I’m going to be honest. I did not get on well with The Matrix. It was a good film, sure – I could recognise that much – but it was not to my personal taste. But, if I didn’t like The Matrix, then I positively loathe its first sequel, The Matrix Reloaded. Directed and written by the Wachowskis and released in 2003, this was a successful and popular sequel to the cult film, though most critics agree that its quality is less than the original. Unlike the first film, this is neither to my personal taste nor well made. Sure, it’s directed well and stuff, etc. etc. but, after having seen it all before, this doesn’t alone make the film good. Why continue watching these films, you may ask? Largely because a couple of my friends have are really big fans of the franchise, so I would like a full insight into what the fuss is about. And while I’m here, I might as well get it finished. So, anyway, here are some brief thoughts.
Firstly, I just simply didn’t really get the plot, or see any reason why I should care. The machines are digging down to Zion! The humans bizarrely react by having some kind of orgy-celebration. They need a key! For, uh, some reason. Then Neo saves the day because he’s ‘The One’. Or something along those lines. Most, if not all, of the plot was explained through a dull excess of expository dialogue, so I really should be following. My conclusions are that the plot really is that boring and unintelligible, or I’ve stopped caring. Possibly both. I generally just felt frustrated that the robots hadn’t slaughtered them all yet and ended it all.
The characters are no more likeable or endearing in this film.
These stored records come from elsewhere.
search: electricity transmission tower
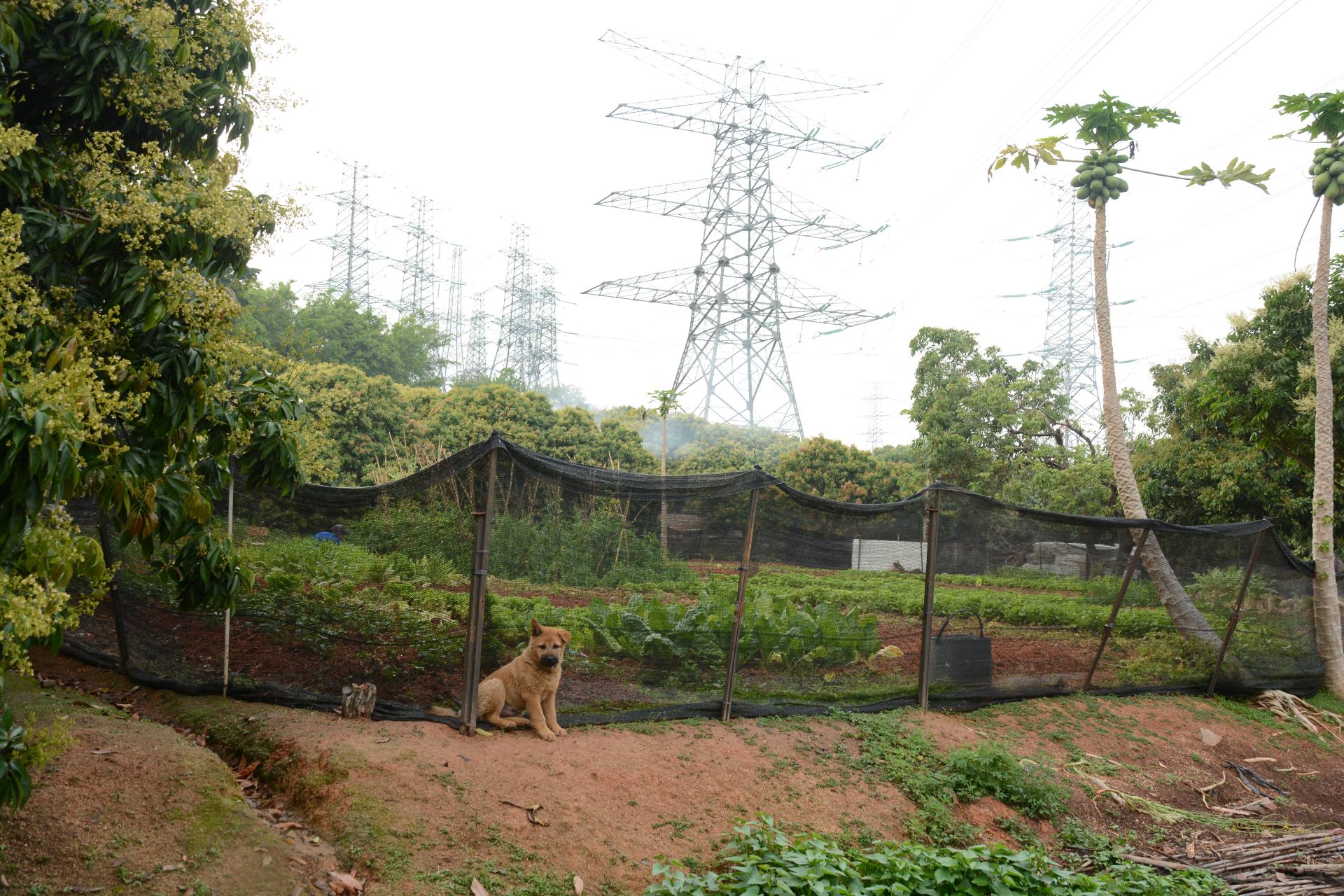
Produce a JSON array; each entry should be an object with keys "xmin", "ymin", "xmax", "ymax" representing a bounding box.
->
[
  {"xmin": 396, "ymin": 196, "xmax": 462, "ymax": 384},
  {"xmin": 311, "ymin": 161, "xmax": 383, "ymax": 307},
  {"xmin": 1004, "ymin": 181, "xmax": 1133, "ymax": 444},
  {"xmin": 457, "ymin": 290, "xmax": 491, "ymax": 382},
  {"xmin": 492, "ymin": 224, "xmax": 559, "ymax": 388},
  {"xmin": 442, "ymin": 246, "xmax": 466, "ymax": 382},
  {"xmin": 865, "ymin": 383, "xmax": 888, "ymax": 449},
  {"xmin": 584, "ymin": 31, "xmax": 884, "ymax": 435}
]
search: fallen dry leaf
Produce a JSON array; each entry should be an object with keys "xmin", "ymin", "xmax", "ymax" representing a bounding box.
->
[{"xmin": 327, "ymin": 871, "xmax": 364, "ymax": 896}]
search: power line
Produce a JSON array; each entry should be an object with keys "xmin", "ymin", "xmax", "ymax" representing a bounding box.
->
[{"xmin": 1157, "ymin": 0, "xmax": 1301, "ymax": 106}]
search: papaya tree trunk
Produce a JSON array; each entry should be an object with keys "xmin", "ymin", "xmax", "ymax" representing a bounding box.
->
[
  {"xmin": 1093, "ymin": 203, "xmax": 1222, "ymax": 646},
  {"xmin": 1312, "ymin": 196, "xmax": 1344, "ymax": 696},
  {"xmin": 659, "ymin": 414, "xmax": 668, "ymax": 555}
]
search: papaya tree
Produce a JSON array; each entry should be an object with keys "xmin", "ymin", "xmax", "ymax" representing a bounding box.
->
[
  {"xmin": 640, "ymin": 390, "xmax": 681, "ymax": 551},
  {"xmin": 989, "ymin": 91, "xmax": 1273, "ymax": 645},
  {"xmin": 0, "ymin": 0, "xmax": 304, "ymax": 806},
  {"xmin": 1274, "ymin": 91, "xmax": 1344, "ymax": 696}
]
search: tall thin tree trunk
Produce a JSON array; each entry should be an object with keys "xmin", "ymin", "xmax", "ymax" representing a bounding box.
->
[
  {"xmin": 1093, "ymin": 203, "xmax": 1220, "ymax": 645},
  {"xmin": 1312, "ymin": 196, "xmax": 1344, "ymax": 696},
  {"xmin": 659, "ymin": 414, "xmax": 668, "ymax": 554}
]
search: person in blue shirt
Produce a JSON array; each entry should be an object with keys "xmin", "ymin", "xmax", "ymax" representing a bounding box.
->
[{"xmin": 313, "ymin": 523, "xmax": 346, "ymax": 544}]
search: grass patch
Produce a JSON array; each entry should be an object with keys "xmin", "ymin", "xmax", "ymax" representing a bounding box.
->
[
  {"xmin": 849, "ymin": 710, "xmax": 1068, "ymax": 846},
  {"xmin": 645, "ymin": 816, "xmax": 1224, "ymax": 896}
]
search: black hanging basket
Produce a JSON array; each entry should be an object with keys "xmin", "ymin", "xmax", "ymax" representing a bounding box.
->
[{"xmin": 930, "ymin": 610, "xmax": 995, "ymax": 687}]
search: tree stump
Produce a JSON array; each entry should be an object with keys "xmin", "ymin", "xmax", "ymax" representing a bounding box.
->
[{"xmin": 340, "ymin": 684, "xmax": 378, "ymax": 719}]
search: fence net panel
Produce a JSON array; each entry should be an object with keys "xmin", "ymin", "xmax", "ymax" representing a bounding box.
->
[{"xmin": 66, "ymin": 437, "xmax": 1322, "ymax": 724}]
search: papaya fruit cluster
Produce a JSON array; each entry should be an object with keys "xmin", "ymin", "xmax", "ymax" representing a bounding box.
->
[
  {"xmin": 1310, "ymin": 146, "xmax": 1344, "ymax": 206},
  {"xmin": 1068, "ymin": 149, "xmax": 1129, "ymax": 208}
]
I welcomed Harold Perrineau, who played Link, for providing one of the few characters in the film who actually acts like a human being, albeit a clichéd one at that (I wonder if the irony was intentional). Neo, Morpheus, Trinity and Niobe might as well have been machines themselves – although that would possibly be an insult towards the talents of Hugo Weaving, whose performance as Agent Smith was one of the few things which kept the film watchable. Pity he was wasted in drawn out, excruciatingly tedious action sequences in which he got beaten up and then the characters escaped, presumably deciding they too had had enough.
In terms of structure, it felt all over the place. Granted, I couldn’t distinguish between ‘scenes where dull people in sunglasses talk in riddles trying to sound smart’, nor ‘scenes where they fight with martial arts for no apparent reason’. The chase on the motorway is the exception, which was a piece of masterful direction, but even that just went on and on. Another scene I genuinely did enjoy was when Neo met the creator of the Matrix, who explained – correct me if I’m wrong – that the human insurrection is not only permitted, but ensured by the machines, and that by giving people a choice to stay in the matrix or not is the solution for stability. I think Neo’s cop-out ‘One’ powers are also the work of the machines. That was a genuinely engaging twist.
But overall, I’m afraid, I really, really did not like this film.
Final rating: 3/10
(+1 for Hugo Weaving, +1 for Neo’s fabulous cloak and +1 for occasional displays of genius direction).
[Yes, that is a worse result than any four of the Twilight books. In fact, it’s the worst result I’ve yet to give on this blog].